Speaking of watersheds, I noticed that El Rito District Ranger Jim Gumm has stated in The Taos News that "smaller, weaker trees suck up water from the mountains like a million straws." He said they should be removed to make room for "bigger, healthier trees."

I guess Ranger Gumm thinks the bigger trees don't have that pesky sucking habit. Maybe they outgrow it. Or are the big, strong trees even thirstier than the little guys? Are our national forests net water losers, which should be cut down to save water?

According to the sucking tree scenario, trees may be competing with downstream water users for limited water resources. That is a convenient theory if you want to cut down more trees to increase grazing acreage on federal land.

Ranger Gumm said that under Forest Service policy, "Encroaching trees are pruned from the edges of delicate ... wetlands." Of course, Gumm didn't really mean he wants to prune stream bank trees, like pruning an apple tree. Forest Service planners want to cut down those trees to allow more sunlight and better access to "delicate wetlands" for livestock grazing.

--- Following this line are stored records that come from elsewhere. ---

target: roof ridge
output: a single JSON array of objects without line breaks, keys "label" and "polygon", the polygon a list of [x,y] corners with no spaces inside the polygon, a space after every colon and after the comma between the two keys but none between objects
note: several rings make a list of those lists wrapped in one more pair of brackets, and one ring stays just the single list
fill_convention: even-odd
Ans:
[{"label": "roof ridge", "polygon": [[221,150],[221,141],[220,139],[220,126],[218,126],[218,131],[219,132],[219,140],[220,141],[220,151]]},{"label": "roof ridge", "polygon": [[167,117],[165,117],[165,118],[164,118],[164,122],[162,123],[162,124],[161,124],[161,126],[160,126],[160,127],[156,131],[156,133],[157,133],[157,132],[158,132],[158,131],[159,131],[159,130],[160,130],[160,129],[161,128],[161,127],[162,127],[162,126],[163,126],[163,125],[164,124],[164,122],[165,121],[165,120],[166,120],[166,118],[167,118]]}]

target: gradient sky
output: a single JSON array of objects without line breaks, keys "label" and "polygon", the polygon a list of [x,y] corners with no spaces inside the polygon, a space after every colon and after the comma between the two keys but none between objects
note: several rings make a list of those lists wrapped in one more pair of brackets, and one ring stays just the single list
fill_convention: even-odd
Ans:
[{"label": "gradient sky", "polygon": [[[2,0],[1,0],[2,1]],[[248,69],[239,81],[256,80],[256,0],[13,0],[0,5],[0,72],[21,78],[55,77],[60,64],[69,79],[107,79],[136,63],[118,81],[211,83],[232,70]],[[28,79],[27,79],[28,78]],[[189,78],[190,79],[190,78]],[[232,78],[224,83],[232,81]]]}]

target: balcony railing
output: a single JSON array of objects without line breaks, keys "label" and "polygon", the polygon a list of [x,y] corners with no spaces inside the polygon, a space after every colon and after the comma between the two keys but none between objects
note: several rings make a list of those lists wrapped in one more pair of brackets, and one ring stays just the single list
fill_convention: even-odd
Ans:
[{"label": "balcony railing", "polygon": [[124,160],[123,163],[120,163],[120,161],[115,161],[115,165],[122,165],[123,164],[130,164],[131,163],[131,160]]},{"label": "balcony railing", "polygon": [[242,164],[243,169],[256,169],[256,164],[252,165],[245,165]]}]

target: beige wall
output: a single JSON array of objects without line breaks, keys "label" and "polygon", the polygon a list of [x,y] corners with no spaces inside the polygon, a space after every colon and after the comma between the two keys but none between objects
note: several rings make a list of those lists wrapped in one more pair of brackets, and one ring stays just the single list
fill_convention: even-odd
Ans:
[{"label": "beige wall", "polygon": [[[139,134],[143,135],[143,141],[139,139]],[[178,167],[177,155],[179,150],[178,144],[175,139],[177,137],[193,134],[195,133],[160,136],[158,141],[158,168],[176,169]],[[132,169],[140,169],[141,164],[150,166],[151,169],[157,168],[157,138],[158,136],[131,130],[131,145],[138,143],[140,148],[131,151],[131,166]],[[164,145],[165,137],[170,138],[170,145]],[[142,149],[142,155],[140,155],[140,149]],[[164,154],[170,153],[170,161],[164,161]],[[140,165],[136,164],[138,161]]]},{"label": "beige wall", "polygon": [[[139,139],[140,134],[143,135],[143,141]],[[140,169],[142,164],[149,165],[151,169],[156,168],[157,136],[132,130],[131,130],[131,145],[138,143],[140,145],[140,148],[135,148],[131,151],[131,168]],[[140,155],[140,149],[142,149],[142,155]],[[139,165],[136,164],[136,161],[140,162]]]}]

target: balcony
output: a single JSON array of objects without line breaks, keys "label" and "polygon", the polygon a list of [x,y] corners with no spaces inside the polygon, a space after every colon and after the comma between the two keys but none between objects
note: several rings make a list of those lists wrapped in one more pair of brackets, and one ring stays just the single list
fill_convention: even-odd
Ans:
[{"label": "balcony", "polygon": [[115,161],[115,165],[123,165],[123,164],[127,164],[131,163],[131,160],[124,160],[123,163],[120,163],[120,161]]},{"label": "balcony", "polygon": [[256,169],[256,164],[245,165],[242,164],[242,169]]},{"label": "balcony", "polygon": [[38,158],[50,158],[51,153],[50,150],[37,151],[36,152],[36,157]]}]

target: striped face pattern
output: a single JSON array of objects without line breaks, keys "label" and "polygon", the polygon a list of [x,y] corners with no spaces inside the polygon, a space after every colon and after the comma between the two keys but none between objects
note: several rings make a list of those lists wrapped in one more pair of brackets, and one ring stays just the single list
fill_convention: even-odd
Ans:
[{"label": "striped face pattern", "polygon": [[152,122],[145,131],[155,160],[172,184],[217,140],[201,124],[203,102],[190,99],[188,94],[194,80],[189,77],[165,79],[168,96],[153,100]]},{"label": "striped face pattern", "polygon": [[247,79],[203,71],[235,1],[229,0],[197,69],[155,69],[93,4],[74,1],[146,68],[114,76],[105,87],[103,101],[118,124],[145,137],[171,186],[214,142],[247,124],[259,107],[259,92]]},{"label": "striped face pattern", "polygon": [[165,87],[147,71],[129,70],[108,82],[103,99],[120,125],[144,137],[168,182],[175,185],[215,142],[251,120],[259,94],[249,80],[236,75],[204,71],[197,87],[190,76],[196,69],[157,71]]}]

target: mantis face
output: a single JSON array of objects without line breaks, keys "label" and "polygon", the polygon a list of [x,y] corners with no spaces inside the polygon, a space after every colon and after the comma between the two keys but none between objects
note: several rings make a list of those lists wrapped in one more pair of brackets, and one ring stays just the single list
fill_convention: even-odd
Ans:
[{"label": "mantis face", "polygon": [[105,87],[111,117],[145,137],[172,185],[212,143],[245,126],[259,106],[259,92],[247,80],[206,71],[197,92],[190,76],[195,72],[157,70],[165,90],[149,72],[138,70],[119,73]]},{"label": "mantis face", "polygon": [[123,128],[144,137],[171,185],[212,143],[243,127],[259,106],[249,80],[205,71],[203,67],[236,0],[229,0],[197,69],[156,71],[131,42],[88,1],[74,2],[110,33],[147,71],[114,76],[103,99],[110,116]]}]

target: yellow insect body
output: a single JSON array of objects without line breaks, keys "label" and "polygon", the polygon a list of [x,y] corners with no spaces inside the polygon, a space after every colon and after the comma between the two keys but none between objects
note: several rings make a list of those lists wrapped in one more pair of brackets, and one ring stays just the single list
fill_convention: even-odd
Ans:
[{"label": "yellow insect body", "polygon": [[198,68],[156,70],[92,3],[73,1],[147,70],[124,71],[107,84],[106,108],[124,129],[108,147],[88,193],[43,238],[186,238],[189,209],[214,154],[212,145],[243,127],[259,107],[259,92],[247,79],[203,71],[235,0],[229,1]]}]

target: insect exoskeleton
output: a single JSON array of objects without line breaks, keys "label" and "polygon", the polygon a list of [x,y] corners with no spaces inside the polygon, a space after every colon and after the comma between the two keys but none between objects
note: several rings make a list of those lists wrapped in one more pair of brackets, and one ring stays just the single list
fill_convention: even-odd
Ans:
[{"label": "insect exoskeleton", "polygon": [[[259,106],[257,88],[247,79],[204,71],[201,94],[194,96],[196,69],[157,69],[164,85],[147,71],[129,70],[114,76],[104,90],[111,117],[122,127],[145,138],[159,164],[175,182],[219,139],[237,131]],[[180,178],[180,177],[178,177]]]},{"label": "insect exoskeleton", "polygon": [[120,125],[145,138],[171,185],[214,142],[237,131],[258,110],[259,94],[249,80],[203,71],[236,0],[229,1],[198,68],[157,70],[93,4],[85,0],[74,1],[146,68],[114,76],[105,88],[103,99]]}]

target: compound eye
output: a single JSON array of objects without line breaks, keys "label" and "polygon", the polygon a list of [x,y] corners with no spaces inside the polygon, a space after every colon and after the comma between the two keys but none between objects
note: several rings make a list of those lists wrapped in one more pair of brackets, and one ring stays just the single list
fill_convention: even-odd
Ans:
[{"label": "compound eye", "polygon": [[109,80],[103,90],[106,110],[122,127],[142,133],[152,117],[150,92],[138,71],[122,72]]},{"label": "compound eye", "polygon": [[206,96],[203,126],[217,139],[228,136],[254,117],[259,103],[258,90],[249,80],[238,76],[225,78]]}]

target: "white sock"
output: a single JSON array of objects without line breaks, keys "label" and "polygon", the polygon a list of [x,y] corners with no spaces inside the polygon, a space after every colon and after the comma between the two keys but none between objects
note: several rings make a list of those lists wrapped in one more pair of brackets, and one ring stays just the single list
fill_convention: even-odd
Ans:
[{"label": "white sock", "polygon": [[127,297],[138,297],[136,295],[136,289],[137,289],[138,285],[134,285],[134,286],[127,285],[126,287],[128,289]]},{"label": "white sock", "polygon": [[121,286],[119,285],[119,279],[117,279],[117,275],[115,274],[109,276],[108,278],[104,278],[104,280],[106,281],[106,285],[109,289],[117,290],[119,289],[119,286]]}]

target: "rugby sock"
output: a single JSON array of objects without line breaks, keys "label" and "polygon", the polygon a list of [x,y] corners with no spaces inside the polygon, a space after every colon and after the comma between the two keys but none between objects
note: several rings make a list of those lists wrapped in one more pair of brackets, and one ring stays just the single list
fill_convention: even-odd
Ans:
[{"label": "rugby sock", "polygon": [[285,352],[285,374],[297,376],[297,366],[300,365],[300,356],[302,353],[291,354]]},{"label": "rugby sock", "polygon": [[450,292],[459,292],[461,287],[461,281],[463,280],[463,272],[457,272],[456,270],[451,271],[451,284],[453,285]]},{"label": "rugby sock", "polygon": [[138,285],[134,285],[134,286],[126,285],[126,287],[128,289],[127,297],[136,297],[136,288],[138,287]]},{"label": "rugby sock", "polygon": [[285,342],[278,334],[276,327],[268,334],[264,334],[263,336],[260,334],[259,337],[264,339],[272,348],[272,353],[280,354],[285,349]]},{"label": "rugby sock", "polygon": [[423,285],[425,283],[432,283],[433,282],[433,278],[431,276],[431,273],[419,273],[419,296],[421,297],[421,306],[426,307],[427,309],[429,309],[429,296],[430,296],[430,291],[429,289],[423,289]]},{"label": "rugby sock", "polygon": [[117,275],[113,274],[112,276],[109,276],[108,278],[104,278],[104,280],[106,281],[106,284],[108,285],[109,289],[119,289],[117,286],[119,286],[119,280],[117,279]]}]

But taking down trees that have shaded Rio Fernando stream banks and marshes for decades and exposing more stream miles to the high desert sun and wind (and cattle) would only aggravate the water losses caused by current federal practices.

Reducing the vegetative cover even further on Rio Fernando stream banks and wetlands would be a misguided, very bad policy in the new Carson Forest plan. Fewer trees, shrubs, and tall grasses would diminish the holding capacity of the upper aquifer that Fritz Hahn mentioned, reducing year-round flows to Taos ditches and wells.

That would be bad for parciantes (water rights holders) and the thousands of other Taos water users who are depending on this historic river. Including the new Holiday Inn Express.

Yeargin is a longtime Taos County resident and a member of Taos United.